First Church in Cambridge
The 6th meeting house of the First Church in Cambridge, built in 1871, is a stone building at the corner of Garden and Mason Streets. The brass cockerel atop the tower overlooks the Cambridge Common and keeps a watchful eye on Harvard Yard, two blocks away. The exterior of the building illustrates the early Gothic revival period while the sanctuary interior is eclectic with Victorian, Byzantine, and contemporary elements. The stained glass windows by the Tiffany, Lafarge, and Cummings studios provide a colorful and lively environment. In the 1920s there was a major addition to the church: the Parish House with the chapel, offices, classrooms and meeting halls were added. The building is not only the focus for a worshiping congregation, but also functions as a center for the surrounding Cambridge community housing a nursery school, homeless shelter, and other compatible activities.
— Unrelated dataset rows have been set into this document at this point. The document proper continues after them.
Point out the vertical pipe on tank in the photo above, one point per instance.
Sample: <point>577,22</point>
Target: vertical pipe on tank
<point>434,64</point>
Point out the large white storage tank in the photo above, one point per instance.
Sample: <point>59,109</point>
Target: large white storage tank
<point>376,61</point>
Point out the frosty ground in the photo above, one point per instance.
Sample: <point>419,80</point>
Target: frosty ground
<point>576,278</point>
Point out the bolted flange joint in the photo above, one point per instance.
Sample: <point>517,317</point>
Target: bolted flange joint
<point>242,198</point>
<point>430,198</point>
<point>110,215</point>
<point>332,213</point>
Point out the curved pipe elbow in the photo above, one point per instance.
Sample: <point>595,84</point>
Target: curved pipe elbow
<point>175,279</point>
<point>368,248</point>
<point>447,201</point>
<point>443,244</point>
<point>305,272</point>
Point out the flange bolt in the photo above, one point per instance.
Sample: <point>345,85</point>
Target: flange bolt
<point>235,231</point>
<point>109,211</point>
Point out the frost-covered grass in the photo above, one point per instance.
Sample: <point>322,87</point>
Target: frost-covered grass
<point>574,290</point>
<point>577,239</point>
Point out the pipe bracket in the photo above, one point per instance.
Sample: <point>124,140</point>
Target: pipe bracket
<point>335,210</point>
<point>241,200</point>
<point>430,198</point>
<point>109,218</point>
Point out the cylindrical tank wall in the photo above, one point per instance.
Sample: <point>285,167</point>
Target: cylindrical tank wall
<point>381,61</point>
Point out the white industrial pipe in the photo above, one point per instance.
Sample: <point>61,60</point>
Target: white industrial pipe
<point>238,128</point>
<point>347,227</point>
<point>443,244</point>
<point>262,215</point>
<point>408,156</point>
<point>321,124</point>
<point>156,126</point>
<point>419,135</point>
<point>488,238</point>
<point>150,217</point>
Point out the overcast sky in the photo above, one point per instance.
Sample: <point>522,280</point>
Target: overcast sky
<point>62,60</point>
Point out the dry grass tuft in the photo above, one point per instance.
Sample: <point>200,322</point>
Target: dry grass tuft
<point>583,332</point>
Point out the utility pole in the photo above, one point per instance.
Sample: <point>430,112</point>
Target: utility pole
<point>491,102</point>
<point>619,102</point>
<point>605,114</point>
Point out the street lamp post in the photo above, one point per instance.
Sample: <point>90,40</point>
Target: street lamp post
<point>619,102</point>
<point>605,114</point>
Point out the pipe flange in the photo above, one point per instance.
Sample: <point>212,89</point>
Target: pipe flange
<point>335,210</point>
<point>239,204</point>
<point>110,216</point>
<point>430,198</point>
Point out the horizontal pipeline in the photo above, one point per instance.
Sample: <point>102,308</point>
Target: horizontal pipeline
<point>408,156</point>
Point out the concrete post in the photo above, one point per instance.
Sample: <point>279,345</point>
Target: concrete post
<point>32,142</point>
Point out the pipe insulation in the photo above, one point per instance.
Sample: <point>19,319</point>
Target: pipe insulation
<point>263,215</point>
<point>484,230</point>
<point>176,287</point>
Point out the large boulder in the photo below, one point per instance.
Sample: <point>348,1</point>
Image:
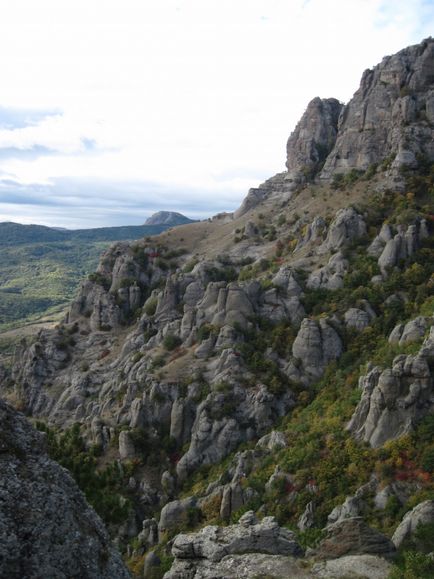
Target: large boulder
<point>422,514</point>
<point>352,536</point>
<point>394,400</point>
<point>313,138</point>
<point>385,117</point>
<point>47,529</point>
<point>212,544</point>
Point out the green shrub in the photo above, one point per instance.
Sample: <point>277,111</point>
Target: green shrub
<point>171,342</point>
<point>150,306</point>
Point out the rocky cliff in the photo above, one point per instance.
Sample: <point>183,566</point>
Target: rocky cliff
<point>278,360</point>
<point>47,529</point>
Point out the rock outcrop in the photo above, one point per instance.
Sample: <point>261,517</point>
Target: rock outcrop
<point>47,529</point>
<point>317,343</point>
<point>352,536</point>
<point>395,399</point>
<point>313,139</point>
<point>207,548</point>
<point>422,514</point>
<point>390,116</point>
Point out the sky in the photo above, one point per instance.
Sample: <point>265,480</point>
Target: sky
<point>112,110</point>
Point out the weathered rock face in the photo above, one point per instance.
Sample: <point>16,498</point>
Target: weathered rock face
<point>389,115</point>
<point>401,246</point>
<point>211,545</point>
<point>347,226</point>
<point>394,400</point>
<point>313,138</point>
<point>278,186</point>
<point>352,536</point>
<point>46,527</point>
<point>412,331</point>
<point>422,514</point>
<point>317,343</point>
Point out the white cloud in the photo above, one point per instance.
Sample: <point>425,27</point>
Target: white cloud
<point>183,92</point>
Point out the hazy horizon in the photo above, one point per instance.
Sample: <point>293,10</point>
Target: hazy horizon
<point>111,112</point>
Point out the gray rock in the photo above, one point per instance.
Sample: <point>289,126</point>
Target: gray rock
<point>422,514</point>
<point>151,561</point>
<point>351,507</point>
<point>126,446</point>
<point>313,138</point>
<point>275,440</point>
<point>345,227</point>
<point>352,536</point>
<point>248,566</point>
<point>381,121</point>
<point>395,400</point>
<point>214,543</point>
<point>357,319</point>
<point>315,345</point>
<point>330,276</point>
<point>175,514</point>
<point>47,529</point>
<point>354,566</point>
<point>307,519</point>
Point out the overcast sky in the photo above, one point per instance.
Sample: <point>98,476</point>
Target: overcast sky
<point>111,110</point>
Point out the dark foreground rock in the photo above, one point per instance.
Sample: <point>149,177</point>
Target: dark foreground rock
<point>47,529</point>
<point>353,536</point>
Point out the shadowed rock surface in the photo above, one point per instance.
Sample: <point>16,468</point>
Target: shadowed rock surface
<point>47,529</point>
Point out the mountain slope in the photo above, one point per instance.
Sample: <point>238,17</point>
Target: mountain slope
<point>41,267</point>
<point>169,218</point>
<point>277,360</point>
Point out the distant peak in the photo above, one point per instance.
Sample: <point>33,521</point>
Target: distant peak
<point>167,218</point>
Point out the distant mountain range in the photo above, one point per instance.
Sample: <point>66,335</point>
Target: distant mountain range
<point>41,267</point>
<point>168,218</point>
<point>16,233</point>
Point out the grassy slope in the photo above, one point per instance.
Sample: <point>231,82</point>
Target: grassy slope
<point>41,278</point>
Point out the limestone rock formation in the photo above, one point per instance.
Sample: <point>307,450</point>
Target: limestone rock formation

Most recently renovated in 2000, the sanctuary seats 450-500, including the balcony and north transept. The sanctuary features excellent acoustics, the 1972 Frobenius tracker organ, and a Kawai grand piano. The platform of the performance space is wheelchair accessible and measures approximately, 29’ x 46’, plus the south transept choral risers, which seat 35, and the apse. Architectural features include a polygonal vaulted ceiling, hardwood maple floors, gilded dome in the apse, and beautiful stained glass by Louis Comfort Tiffany and others. The sanctuary is used by many groups for worship, lectures, concerts, and rehearsals throughout the year.